Arduino 1.0 Serial - major RAM hog

Here are some results for RAM use by Serial in Arduino 1.0 beta 3.

First, output is now buffered but the buffer size has been reduced to 64 bytes. If you want the same size Serial receive buffer, 128 bytes, as in 0022, you will also get a 128 byte send buffer.

Second, Serial is always loaded, even if it is not used by a sketch. This happens because of this line in main.cpp:

    serialEventRun();

I used the MinSerial library from here http://arduino.cc/forum/index.php/topic,72087.0.html to do some tests. I commented out the above line in main.cpp to prevent loading of Serial when I used MinSerial.

Even if you don't use Serial, 172 bytes of RAM will be allocated on a 328 and 676 bytes of RAM will be allocated on a Mega.

If you increase the buffer size to 128 to match the 0022 receive buffer size, the result is as follows. 300 bytes of RAM on a 328 and 1188 bytes on a Mega.

This is probably obvious to you fat16lib but, it looks to me the the allocated ram is consistent with the amount of serial ports. So for the Mega it is no quite 172 x 4 = 684.

It would be nice if ram allocation was not automatic but, it is easier for a novice to have it allocated by the program.

Even if you don't use Serial, 172 bytes of RAM will be allocated on a 328 and 676 bytes of RAM will be allocated on a Mega.

fat16lib:
Here are some results for RAM use by Serial in Arduino 1.0 beta 3.

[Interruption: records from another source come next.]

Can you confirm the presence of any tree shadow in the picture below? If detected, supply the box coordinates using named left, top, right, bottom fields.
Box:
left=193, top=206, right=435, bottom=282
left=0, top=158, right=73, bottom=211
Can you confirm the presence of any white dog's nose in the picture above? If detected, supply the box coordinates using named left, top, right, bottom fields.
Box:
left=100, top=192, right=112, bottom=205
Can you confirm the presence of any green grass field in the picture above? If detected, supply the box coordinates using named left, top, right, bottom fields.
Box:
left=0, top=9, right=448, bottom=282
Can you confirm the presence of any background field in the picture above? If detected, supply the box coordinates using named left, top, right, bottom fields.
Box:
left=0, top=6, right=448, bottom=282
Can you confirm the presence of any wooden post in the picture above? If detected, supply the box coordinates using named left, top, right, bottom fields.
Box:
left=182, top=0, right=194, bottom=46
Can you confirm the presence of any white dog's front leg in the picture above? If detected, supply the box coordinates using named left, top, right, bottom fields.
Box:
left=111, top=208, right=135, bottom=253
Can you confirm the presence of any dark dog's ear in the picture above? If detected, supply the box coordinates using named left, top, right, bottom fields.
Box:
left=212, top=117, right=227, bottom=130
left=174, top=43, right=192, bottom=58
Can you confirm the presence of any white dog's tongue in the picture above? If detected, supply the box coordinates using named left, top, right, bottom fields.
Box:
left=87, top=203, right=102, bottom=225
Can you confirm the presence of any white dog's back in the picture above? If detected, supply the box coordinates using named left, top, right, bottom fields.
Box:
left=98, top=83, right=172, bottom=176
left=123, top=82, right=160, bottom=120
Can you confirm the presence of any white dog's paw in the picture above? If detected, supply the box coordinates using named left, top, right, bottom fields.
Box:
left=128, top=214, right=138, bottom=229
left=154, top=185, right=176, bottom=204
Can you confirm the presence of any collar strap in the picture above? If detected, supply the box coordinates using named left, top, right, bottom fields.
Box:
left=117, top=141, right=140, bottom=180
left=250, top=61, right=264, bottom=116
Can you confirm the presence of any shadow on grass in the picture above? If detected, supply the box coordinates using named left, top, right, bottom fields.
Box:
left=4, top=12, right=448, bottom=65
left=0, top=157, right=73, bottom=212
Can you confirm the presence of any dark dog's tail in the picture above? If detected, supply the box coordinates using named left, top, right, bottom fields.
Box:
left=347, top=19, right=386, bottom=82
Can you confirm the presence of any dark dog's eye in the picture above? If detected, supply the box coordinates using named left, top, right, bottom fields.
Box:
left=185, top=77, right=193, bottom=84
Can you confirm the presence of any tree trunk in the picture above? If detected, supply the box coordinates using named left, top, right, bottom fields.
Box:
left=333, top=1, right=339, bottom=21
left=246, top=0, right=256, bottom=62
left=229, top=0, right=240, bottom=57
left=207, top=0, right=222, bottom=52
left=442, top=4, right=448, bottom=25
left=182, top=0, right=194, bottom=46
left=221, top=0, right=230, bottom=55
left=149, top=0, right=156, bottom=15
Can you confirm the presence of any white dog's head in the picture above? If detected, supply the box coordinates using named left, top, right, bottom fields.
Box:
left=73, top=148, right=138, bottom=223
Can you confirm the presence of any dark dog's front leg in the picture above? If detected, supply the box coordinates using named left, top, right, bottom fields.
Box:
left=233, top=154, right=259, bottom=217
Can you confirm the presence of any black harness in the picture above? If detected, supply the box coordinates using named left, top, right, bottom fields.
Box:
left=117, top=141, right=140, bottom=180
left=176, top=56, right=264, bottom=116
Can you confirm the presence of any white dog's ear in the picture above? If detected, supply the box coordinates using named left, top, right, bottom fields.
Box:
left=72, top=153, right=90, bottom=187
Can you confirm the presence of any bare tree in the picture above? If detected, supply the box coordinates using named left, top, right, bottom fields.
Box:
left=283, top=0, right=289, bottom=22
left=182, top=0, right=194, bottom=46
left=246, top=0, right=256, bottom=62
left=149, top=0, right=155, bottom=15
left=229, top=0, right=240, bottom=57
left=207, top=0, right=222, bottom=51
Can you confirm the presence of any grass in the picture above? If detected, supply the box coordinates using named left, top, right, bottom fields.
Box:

First, output is now buffered but the buffer size has been reduced to 64 bytes. If you want the same size Serial receive buffer, 128 bytes, as in 0022, you will also get a 128 byte send buffer.

Second, Serial is always loaded, even if it is not used by a sketch. This happens because of this line in main.cpp:

    serialEventRun();

That's not good, you should pay for things you're not using, especially on a microcontroller with (very) limited resources.

fat16lib:
Even if you don't use Serial, 172 bytes of RAM will be allocated on a 328 and 676 bytes of RAM will be allocated on a Mega.

That definitely needs fixing IMHO...

serialEventRun();

There was a fix for this discussed on the Developer list. It looks like it was implemented in beta4...
(weak symbols used for serialEventRun(), so that if the serial library is not otherwise used, serialEventRun() stays
undefined (0) and the new code reads:

 if (serialEventRun) serialEventRun();

the sort of statement you probably never want to see in your own programs!)

Beta 4 fixes problem that Serial is loaded even if you don't use it.

It still has the problem that buffers for all Serial ports are allocated and you can't independently set their size.

This means that if you need a large receive buffer on one port of a Mega, you must accept seven other large buffers.

For example, to log serial data to an SD card reliably requires about 200 ms of Serial receive buffering so data won't be lost during the maximum SD write latency time.

At 115200 this requires about 2500 bytes of buffer. This is impossible on the Mega since eight equal size buffers are required for a total of 20,000 bytes.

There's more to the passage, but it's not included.